I had expected to spend my time in Poland around quiet introverts who opened up only when they had a few shots of vodka. Those were the kind of Poles I had grown up around in Milwaukee. Instead I had found a country where people went out of their way to be gracious and helpful time and time again.
Would they have been as warm to me had they known I was Jewish? Many would have been. Some might have turned hostile. The grandparents of the people I had met no doubt would have known my ethnicity after a glance at my face. But who in 2018 in Poland had that ability? Who in 2018 in Poland had ever met a Jew, much less an American one who spoke Polish poorly?
***
I spent a day in Barcelona before I went home to California. Nearly the entire population of Barcelona’s medieval Jews was murdered in 1391. There’s a small area left where it’s known that Jews lived and one medieval synagogue remains. This is perhaps as prominent a physical remnant of a once vibrant Jewish culture as can be found in the entire country. Spain is a monoculture of Catholics, both those who believe and those who are non-practicing, and has been for hundreds of years. Poland has been the same way since the end of World War II.
In another four hundred years, the chances are good that Poland will, like Spain today, be absent of both a significant population of Jews and any significant signs of past Jewish culture. The buildings in pre-war Polish Jewish neighborhoods will be replaced. What few active synagogues remain will be repurposed or knocked down.
A few years ago I went to a contemporary art show in San Francisco that had a video installation. In the video, a young Polish man stood in a small, empty Polish soccer stadium and implored Jews to return to Poland. His voice was loud and echoed against the stadium seats and walls. He wanted children and grandchildren of Polish Jews like me to return, to make Poland a multicultural paradise again. I thought his words were a sick attempt at humor. My family was murdered in Poland once already. We weren’t going back to be murdered again.

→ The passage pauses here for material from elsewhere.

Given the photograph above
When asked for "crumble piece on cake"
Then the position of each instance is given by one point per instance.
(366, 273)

By chance, I met the young man from the art video the following year. I was astonished to hear him say that he meant every word in his soccer stadium speech. He hadn’t been ironic or snarky in the video. Poland would benefit from having Jews return. He would welcome such a re-immigration with open arms. I thought he was delusional.
But as I talked to the man, I remembered something I’d forgotten about my brother. Before he died and when was gravely ill, my brother called and asked if I wanted to join him in an effort to claim Polish citizenship. He told me that by Polish law we were eligible. He was going to pay someone to put together the appropriate paperwork. Did I want to split the cost with him?

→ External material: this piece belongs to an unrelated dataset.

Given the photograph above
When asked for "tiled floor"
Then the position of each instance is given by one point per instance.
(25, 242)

“Why are you doing this?” I asked.
“I’m going to move there. I’m paying almost six figures a year for my medical care. In Poland I’d pay next to nothing.”
“That’s crazy talk,” I said. “Your Polish is non-existent. You won’t be able to communicate with anyone. You’ll be a stranger. You’ll spend your last years alone.”
“It’s not so crazy,” he said. “Why should I give my money to a greedy American medical system when I could leave it to my kids?”
I said no to joining my brother. He died soon after this phone call, well before the Polish lawyer he hired sent in my brother’s application for citizenship. A month after my visit to Poland I surprised myself. I wrote a letter to the Polish consulate.
I told them my parents’ life stories and why they were forced to leave Poland. I told them the paperwork I had as proof. I asked them whether it would be possible to apply for Polish citizenship and what my next step should be.
Poland will never return to the multicultural glory of the Polish-Lithuanian Commonwealth. It will be, for however long it remains an independent nation, a land of ethnic Polish Catholicism. Judaism at best will continue to show up as a tiny speck in its religious demographics. But if there are currently 8000 Jews who are Polish citizens I would like to change that number to 8001.